LATEST VERSION: 1.9 - CHANGELOG
MySQL for PCF v1.9

Running mysql-diag

This topic discusses how to use the mysql-diag tool in MySQL for Pivotal Cloud Foundry (PCF). mysql-diag relays the state of your MySQL service and suggests steps to take in the event of a node failure. In conjunction with Pivotal Support, this tool helps expedite the diagnosis and resolution of problems with MySQL for PCF.

In MySQL for PCF 1.9.0 and later, the mysql-diag tool is automatically installed and configured. If you are on a prior version, select the documentation for your version of MySQL for PCF.

Run mysql-diag

  1. If this is your first time using mysql-diag, follow the instructions within the Prepare to Use the BOSH CLI topic. If you have completed this step in a prior use of mysql-diag, move directly to Step 2.

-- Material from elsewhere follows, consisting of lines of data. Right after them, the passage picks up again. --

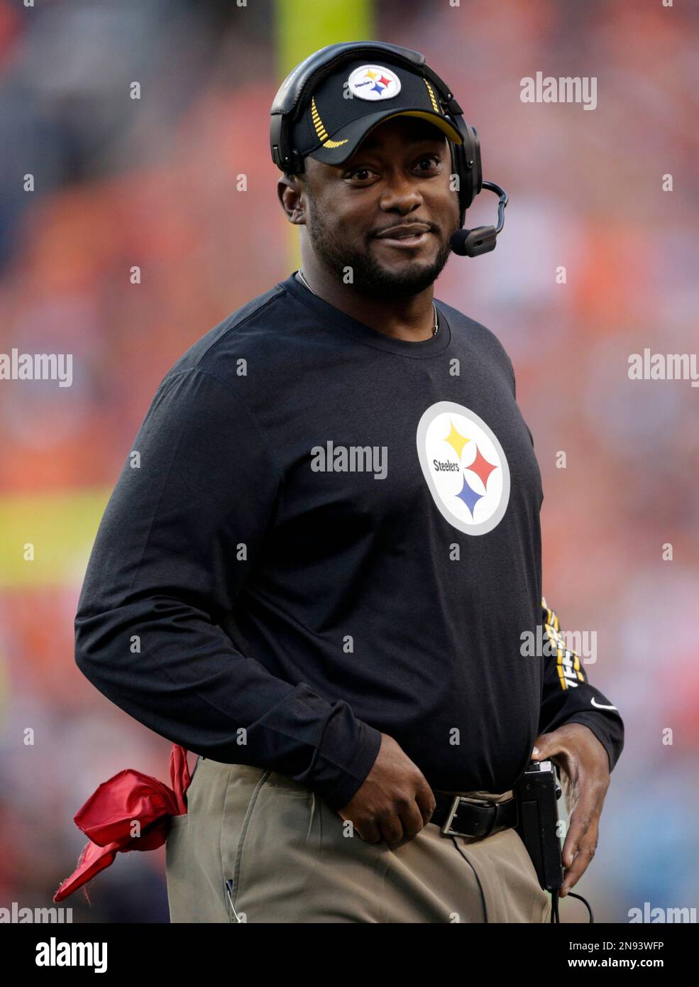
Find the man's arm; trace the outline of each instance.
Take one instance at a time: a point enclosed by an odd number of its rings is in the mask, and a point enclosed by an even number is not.
[[[273,768],[345,805],[381,733],[343,701],[276,678],[218,626],[283,495],[274,451],[230,383],[166,377],[100,524],[75,620],[78,667],[188,750]]]
[[[541,608],[543,639],[552,653],[544,653],[538,732],[550,733],[564,723],[589,726],[606,750],[611,772],[624,747],[623,721],[613,703],[588,681],[580,656],[566,647],[558,617],[544,597]]]

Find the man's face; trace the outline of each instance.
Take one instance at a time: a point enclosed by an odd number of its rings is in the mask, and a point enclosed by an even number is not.
[[[424,290],[458,229],[451,164],[444,133],[412,116],[380,124],[342,165],[307,158],[306,226],[319,262],[338,278],[351,267],[364,294]]]

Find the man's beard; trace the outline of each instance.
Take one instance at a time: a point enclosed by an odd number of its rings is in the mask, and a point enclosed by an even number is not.
[[[309,196],[309,220],[306,229],[314,251],[323,266],[340,280],[344,280],[347,268],[351,268],[352,283],[362,294],[383,298],[414,295],[428,288],[447,264],[452,253],[452,233],[458,229],[454,222],[454,229],[440,243],[437,257],[431,265],[425,266],[423,261],[415,261],[407,266],[401,266],[400,270],[391,270],[378,264],[369,250],[354,250],[338,245],[316,211],[312,196]],[[433,230],[433,234],[439,236],[436,230]]]

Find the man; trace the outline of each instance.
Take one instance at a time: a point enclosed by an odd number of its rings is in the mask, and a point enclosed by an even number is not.
[[[199,754],[168,840],[174,922],[545,922],[513,786],[532,756],[563,771],[565,894],[623,724],[542,600],[510,359],[433,302],[459,133],[389,57],[343,60],[301,109],[305,171],[278,194],[302,268],[166,374],[76,659]],[[523,646],[541,623],[553,654]]]

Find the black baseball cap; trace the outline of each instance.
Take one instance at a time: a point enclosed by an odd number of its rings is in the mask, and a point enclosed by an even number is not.
[[[454,144],[462,142],[446,116],[434,83],[416,66],[389,58],[357,58],[322,79],[306,96],[293,130],[299,153],[339,165],[351,158],[367,133],[391,116],[417,116],[439,127]]]

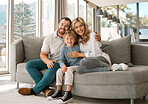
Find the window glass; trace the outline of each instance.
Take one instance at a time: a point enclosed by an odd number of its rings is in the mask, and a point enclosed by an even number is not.
[[[67,0],[67,16],[73,20],[75,17],[76,0]]]
[[[101,39],[111,41],[121,36],[117,32],[117,22],[113,21],[117,17],[117,6],[107,6],[101,8],[103,12],[107,12],[108,17],[101,18]],[[112,17],[109,19],[109,15]]]
[[[139,39],[142,42],[148,42],[148,2],[139,3]]]
[[[86,2],[84,0],[79,0],[79,16],[82,17],[85,20],[84,16],[84,8],[85,8]]]
[[[0,73],[6,69],[7,0],[0,0]]]
[[[54,32],[54,0],[42,2],[42,34],[46,36]]]
[[[22,35],[36,36],[37,0],[14,0],[14,41]]]
[[[90,30],[92,30],[92,17],[93,17],[93,8],[87,5],[87,25]]]

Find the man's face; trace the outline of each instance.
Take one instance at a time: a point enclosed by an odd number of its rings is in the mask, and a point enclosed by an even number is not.
[[[65,31],[69,30],[69,27],[70,27],[70,21],[62,19],[58,26],[59,33],[64,35]]]

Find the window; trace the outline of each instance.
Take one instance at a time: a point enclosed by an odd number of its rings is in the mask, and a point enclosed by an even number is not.
[[[92,18],[93,17],[93,8],[87,5],[87,25],[90,30],[92,30]]]
[[[110,20],[109,16],[102,17],[101,39],[111,41],[120,38],[120,35],[117,33],[117,22],[113,21],[114,17],[117,18],[117,6],[102,7],[101,9],[112,17]]]
[[[142,42],[148,42],[148,12],[147,12],[148,2],[139,3],[139,39]]]
[[[137,7],[136,3],[120,5],[119,6],[119,15],[121,20],[120,31],[121,36],[126,36],[131,34],[135,37],[135,29],[136,29],[136,18],[137,18]]]
[[[6,43],[7,43],[7,0],[0,1],[0,73],[6,69]]]
[[[42,2],[42,34],[46,36],[54,32],[54,0]]]
[[[14,41],[24,36],[36,36],[37,0],[14,0]]]
[[[85,20],[85,6],[86,2],[84,0],[79,0],[79,16]]]
[[[75,8],[76,7],[76,0],[67,0],[67,16],[73,20],[76,18]]]

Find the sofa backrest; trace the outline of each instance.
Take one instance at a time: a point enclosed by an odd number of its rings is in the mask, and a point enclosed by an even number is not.
[[[45,37],[23,36],[26,61],[39,59]],[[131,35],[113,41],[102,41],[102,50],[109,54],[112,63],[131,64]],[[96,47],[97,48],[97,47]]]
[[[25,51],[25,61],[40,59],[40,52],[44,38],[45,37],[22,36]]]

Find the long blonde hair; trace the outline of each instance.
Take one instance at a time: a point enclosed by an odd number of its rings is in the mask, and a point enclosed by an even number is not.
[[[83,25],[84,25],[84,40],[83,40],[83,42],[81,41],[81,43],[83,43],[83,44],[85,44],[85,43],[87,43],[87,41],[90,39],[90,33],[91,33],[91,30],[89,30],[88,29],[88,25],[85,23],[85,21],[83,20],[83,18],[81,18],[81,17],[77,17],[77,18],[75,18],[73,21],[72,21],[72,24],[71,24],[71,28],[72,28],[72,30],[76,33],[76,31],[75,31],[75,24],[77,23],[77,22],[80,22],[80,23],[82,23]],[[76,33],[77,34],[77,33]],[[79,35],[79,34],[77,34],[78,35],[78,42],[80,43],[80,38],[81,38],[81,36]]]

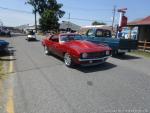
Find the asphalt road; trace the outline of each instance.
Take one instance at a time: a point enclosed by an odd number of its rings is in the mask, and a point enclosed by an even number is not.
[[[72,69],[25,38],[8,39],[14,113],[150,113],[150,60],[126,55]]]

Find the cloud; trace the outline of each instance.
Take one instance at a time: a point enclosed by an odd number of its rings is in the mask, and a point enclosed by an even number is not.
[[[34,15],[28,13],[0,10],[0,20],[6,26],[18,26],[23,24],[33,25]]]

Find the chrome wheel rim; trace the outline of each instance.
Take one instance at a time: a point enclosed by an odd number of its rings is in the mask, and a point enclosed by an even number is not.
[[[46,46],[44,47],[44,51],[45,51],[45,54],[48,54],[48,49]]]
[[[65,56],[64,56],[64,61],[65,61],[65,64],[66,64],[67,66],[70,66],[70,65],[71,65],[71,57],[70,57],[70,55],[69,55],[68,53],[65,54]]]

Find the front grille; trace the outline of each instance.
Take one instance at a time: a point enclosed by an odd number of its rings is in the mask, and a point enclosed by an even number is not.
[[[105,56],[106,56],[106,52],[88,53],[88,58],[101,58]]]

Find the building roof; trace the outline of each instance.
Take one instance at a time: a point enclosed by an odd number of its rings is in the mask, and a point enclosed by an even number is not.
[[[79,25],[74,24],[74,23],[71,23],[71,22],[68,22],[68,21],[63,21],[60,24],[59,29],[67,29],[67,28],[71,28],[71,30],[78,31],[78,30],[80,30],[81,27]]]
[[[135,21],[129,22],[127,25],[128,26],[150,25],[150,16],[147,16],[140,20],[135,20]]]

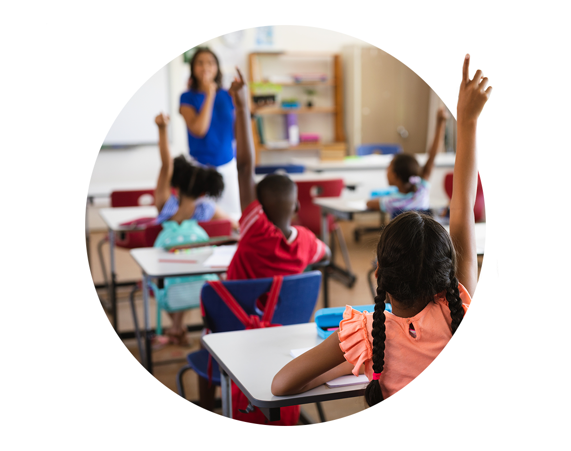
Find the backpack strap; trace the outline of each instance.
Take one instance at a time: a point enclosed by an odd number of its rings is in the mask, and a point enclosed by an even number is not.
[[[278,304],[278,298],[279,296],[280,291],[282,289],[283,281],[283,276],[276,276],[274,277],[274,281],[272,282],[272,286],[270,290],[270,294],[268,297],[268,301],[266,303],[266,308],[264,310],[264,314],[262,316],[261,322],[258,315],[248,316],[246,312],[244,311],[244,309],[234,299],[234,296],[230,294],[230,292],[220,281],[208,281],[208,284],[216,292],[218,296],[220,296],[224,304],[228,306],[232,313],[244,325],[246,329],[259,329],[260,328],[280,325],[279,324],[272,324],[271,321],[272,318],[274,317],[274,312],[275,310],[276,306]]]
[[[274,276],[274,281],[272,282],[272,288],[270,290],[270,295],[268,296],[268,300],[266,303],[266,308],[264,309],[264,314],[262,317],[262,322],[264,325],[262,327],[268,328],[272,326],[279,325],[272,324],[272,318],[274,317],[274,312],[278,305],[278,298],[280,296],[280,292],[282,290],[282,284],[283,282],[283,276]]]

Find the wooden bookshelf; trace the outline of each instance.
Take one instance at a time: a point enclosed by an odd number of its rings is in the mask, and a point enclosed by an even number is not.
[[[325,60],[327,65],[330,67],[329,73],[327,74],[328,79],[324,81],[301,81],[291,82],[272,81],[272,77],[283,76],[283,73],[271,73],[271,71],[264,71],[262,61],[269,61],[268,66],[272,67],[272,63],[276,62],[275,59],[281,59],[279,64],[282,67],[292,67],[292,71],[297,73],[300,71],[300,67],[304,65],[311,67],[313,59]],[[298,59],[299,59],[299,61]],[[273,61],[272,61],[273,59]],[[343,124],[343,74],[341,57],[337,54],[323,53],[288,53],[288,52],[261,52],[251,53],[249,55],[249,81],[253,83],[269,83],[272,85],[287,87],[288,89],[294,89],[296,87],[323,86],[322,89],[325,90],[326,95],[328,97],[325,105],[313,105],[308,107],[301,103],[299,108],[282,108],[279,106],[260,106],[252,107],[252,113],[258,116],[258,121],[263,121],[264,118],[268,115],[295,114],[299,115],[307,114],[330,114],[332,122],[329,130],[326,130],[332,139],[332,142],[300,142],[299,145],[288,146],[284,147],[274,147],[271,146],[261,143],[260,134],[258,133],[256,121],[252,121],[252,126],[254,135],[254,144],[256,147],[256,163],[259,162],[260,152],[278,150],[319,150],[320,157],[323,159],[339,159],[343,158],[347,154],[347,144],[345,143],[345,131]],[[301,70],[303,73],[303,70]],[[308,71],[313,72],[309,70]],[[327,91],[328,88],[330,90]],[[300,93],[301,93],[301,92]],[[252,102],[252,105],[254,105]],[[298,118],[300,127],[303,128],[303,118]],[[261,123],[262,128],[266,128]],[[323,130],[316,130],[313,133],[323,134]],[[332,132],[332,135],[331,134]],[[322,134],[323,137],[323,134]],[[327,137],[326,137],[327,138]]]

  2. Select either Elastic Runtime or MySQL for PCF as your deployment to troubleshoot. Perform the steps detailed in the Select a Product Deployment to Troubleshoot topic.

  3. Run bosh ssh from the Ops Manager VM and select the mysql-monitor node from the list. Perform the steps detailed in the Select a Product Deployment to Troubleshoot topic.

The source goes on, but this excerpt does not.